How Women in STEM Are Shifting the Needle and Overcoming Stereotypes

Mar 13, 2024 | Uncategorized

In every nook and cranny of history, there are women who left a significant impact in Science, Technology, Engineering, and Mathematics (STEM). Although women in STEM have proven to be revolutionary leaders in their respective fields, the overwhelming prevailing gender biases that still persist have stifled some of their achievements. In spite of the bias, there has been a seismic shift that is redirecting the spotlight towards the remarkable achievements of women in STEM. These are some of the women who have prevailed against societal odds and gone on to excel in a field that is often considered demanding and male-dominated.

Pioneers of the Past:

The journey of women in STEM began a long time ago, with icons who rejected the status quo and decided to make a mark for themselves and inspire others to do the same. One of the early trailblazers was Mary Jackson, an African-American mathematician and aerospace engineer at the National Aeronautics and Space Administration (NASA). Despite facing racial segregation and gender bias, Mary’s aeronautical research played a significant role in advancing space exploration. Her story inspired the movie “Hidden Figures,” which has become a poignant reminder of the resilience and legacy of BIPOC women in STEM careers. Similarly, Katherine Goble Johnson and Dorothy Vaughan chose to push beyond the confines of society’s expectations and become professional leaders in their fields. Their academic pursuits and intellectual prowess led them to create a legacy at NASA that transformed the way the organization operated. Johnson’s intellectual depth, for example, was invaluable in the success of crucial space missions, including Alan Shepard’s historic journey as the first American in space and the trajectory calculations for the Apollo moon landing. Vaughan’s leadership and foresight also became a turning point in history, instrumental in propelling her team —and by extension—NASA, into the age of electronic computing.

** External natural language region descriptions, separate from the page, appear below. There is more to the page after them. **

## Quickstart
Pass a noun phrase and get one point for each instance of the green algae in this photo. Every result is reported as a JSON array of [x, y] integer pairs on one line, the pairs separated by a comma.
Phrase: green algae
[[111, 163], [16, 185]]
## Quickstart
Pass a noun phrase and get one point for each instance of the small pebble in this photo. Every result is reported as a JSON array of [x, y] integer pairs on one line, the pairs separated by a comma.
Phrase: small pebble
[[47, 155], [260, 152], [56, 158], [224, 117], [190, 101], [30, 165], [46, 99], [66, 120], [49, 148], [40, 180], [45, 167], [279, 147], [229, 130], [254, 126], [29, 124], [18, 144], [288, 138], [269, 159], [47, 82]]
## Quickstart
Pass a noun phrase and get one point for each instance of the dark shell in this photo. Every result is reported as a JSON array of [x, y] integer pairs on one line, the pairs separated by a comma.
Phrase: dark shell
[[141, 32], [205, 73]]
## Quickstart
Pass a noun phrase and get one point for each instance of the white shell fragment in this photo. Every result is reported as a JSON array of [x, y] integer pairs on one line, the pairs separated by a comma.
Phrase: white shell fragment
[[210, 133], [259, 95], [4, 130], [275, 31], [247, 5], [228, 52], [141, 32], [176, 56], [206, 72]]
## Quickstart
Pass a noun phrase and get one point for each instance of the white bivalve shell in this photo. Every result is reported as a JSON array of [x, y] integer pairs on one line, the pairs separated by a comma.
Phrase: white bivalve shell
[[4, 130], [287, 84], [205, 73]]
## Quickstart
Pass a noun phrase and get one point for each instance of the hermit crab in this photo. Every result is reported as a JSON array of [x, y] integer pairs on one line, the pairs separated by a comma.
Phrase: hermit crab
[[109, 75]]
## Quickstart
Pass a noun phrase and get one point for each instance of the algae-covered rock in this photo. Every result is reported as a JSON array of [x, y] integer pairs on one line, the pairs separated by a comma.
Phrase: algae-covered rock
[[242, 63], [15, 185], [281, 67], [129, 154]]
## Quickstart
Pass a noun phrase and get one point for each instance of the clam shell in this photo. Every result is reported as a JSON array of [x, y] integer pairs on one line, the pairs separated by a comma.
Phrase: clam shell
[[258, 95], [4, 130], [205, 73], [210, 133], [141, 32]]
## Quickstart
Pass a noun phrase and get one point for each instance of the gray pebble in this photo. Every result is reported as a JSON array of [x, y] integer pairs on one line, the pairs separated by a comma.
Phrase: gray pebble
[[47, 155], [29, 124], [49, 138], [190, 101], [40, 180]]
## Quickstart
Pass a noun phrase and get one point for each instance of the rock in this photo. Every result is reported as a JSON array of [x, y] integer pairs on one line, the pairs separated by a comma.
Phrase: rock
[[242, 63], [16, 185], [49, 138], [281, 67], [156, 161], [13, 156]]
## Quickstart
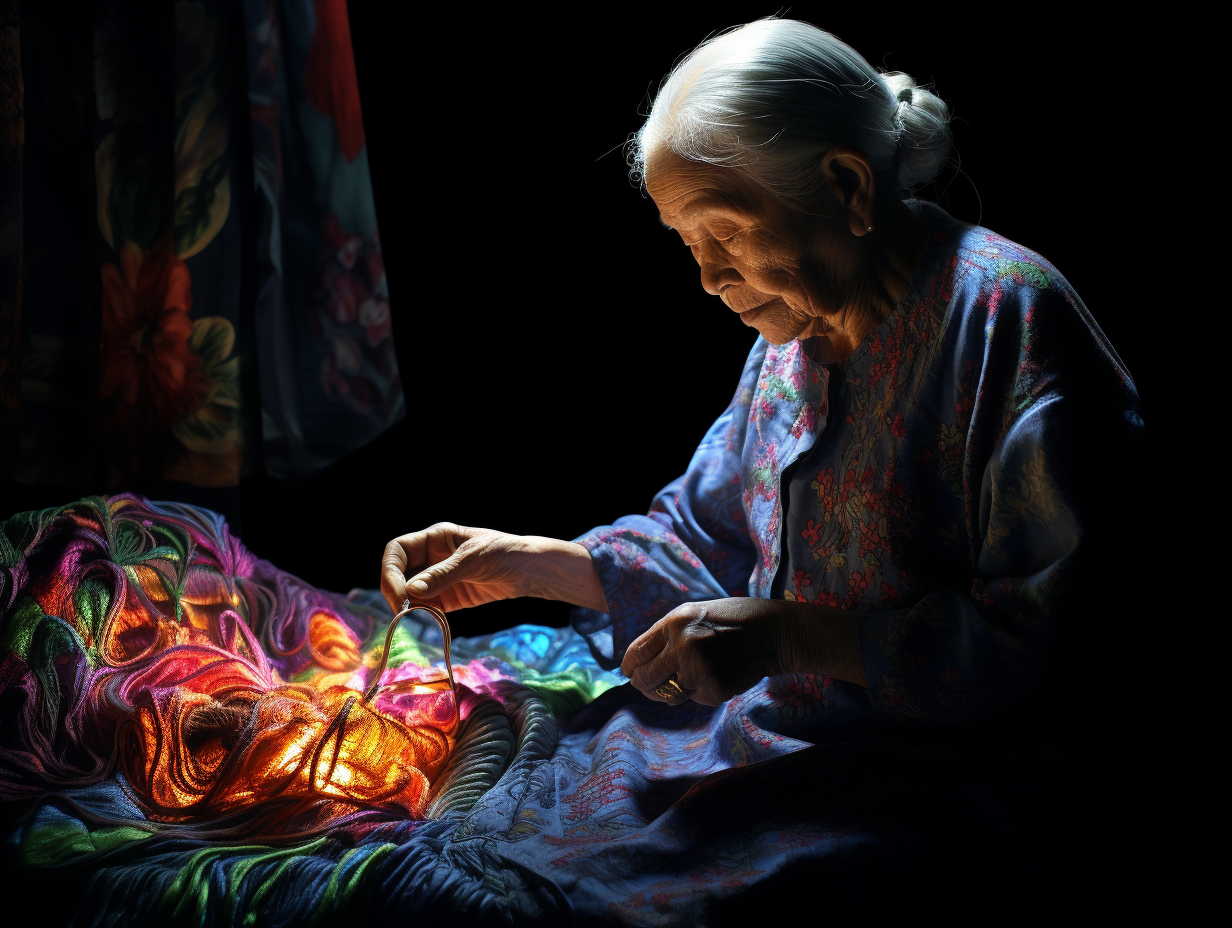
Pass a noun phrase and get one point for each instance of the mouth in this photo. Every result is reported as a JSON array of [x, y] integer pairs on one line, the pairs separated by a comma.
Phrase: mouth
[[749, 316]]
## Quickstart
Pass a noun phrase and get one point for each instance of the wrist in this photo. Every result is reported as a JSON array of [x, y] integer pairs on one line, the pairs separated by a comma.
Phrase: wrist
[[819, 640], [563, 571]]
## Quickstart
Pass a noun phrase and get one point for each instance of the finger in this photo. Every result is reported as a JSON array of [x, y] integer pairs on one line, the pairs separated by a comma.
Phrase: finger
[[654, 673], [462, 565], [393, 573], [644, 647]]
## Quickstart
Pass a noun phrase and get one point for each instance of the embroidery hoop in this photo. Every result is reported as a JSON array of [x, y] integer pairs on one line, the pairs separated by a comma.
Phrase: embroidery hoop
[[385, 655]]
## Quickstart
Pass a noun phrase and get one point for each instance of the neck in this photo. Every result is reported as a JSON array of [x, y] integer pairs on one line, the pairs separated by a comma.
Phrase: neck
[[882, 266]]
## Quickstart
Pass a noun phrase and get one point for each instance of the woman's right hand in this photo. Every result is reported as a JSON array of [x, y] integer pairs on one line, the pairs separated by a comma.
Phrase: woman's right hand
[[456, 566]]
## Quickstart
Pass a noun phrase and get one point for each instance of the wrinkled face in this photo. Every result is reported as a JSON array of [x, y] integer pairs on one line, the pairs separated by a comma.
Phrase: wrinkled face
[[780, 270]]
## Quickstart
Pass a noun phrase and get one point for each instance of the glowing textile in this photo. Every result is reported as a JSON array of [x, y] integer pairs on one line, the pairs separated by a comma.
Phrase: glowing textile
[[134, 632]]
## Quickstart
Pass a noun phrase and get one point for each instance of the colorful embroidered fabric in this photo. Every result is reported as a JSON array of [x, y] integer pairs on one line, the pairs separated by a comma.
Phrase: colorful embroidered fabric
[[154, 154], [955, 480], [144, 637], [174, 732]]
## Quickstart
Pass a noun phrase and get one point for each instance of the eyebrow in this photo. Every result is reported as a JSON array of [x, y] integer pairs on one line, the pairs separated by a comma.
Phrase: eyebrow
[[707, 202]]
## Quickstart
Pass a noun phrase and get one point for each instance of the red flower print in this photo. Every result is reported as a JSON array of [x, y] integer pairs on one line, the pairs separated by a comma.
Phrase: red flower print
[[375, 319], [149, 377], [330, 83]]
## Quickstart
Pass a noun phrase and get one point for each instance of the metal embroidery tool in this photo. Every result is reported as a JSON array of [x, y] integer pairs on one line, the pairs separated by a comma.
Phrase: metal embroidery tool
[[385, 656]]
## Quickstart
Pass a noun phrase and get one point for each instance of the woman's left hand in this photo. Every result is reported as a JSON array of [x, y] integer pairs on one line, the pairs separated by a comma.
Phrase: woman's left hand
[[715, 650]]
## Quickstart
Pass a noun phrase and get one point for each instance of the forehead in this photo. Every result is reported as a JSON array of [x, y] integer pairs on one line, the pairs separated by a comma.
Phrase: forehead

Pioneers of the Present and Future:

Recognizing the importance of representation has led to a significant number of BIPOC women in STEM dedicating themselves to empowering and inspiring the next generation of scientists and engineers. Our founder, Dr. Keli Christopher, is a prime example of a leader who has taken on the role of pouring into young minds who are curious about the world around them and have endless possibilities. Dr. Christopher’s legacy extends back to her family, who were actively engaged in and involved in the civil rights revolution. She became the first Black person to earn a Ph.D. in agricultural engineering from the University of Illinois and the third Black woman worldwide to hold a Ph.D. in the field. Establishing The STEM Greenhouse in 2014 was really par for the course because it helped her pass on the love of STEM to the next generation of science and tech scholars. Hadiyah-Nicole Green, a physicist and cancer researcher, is another example of commitment to STEM. As an advocate for diversity in STEM, she has actively encouraged young girls, particularly those from underrepresented communities, to pursue careers in science.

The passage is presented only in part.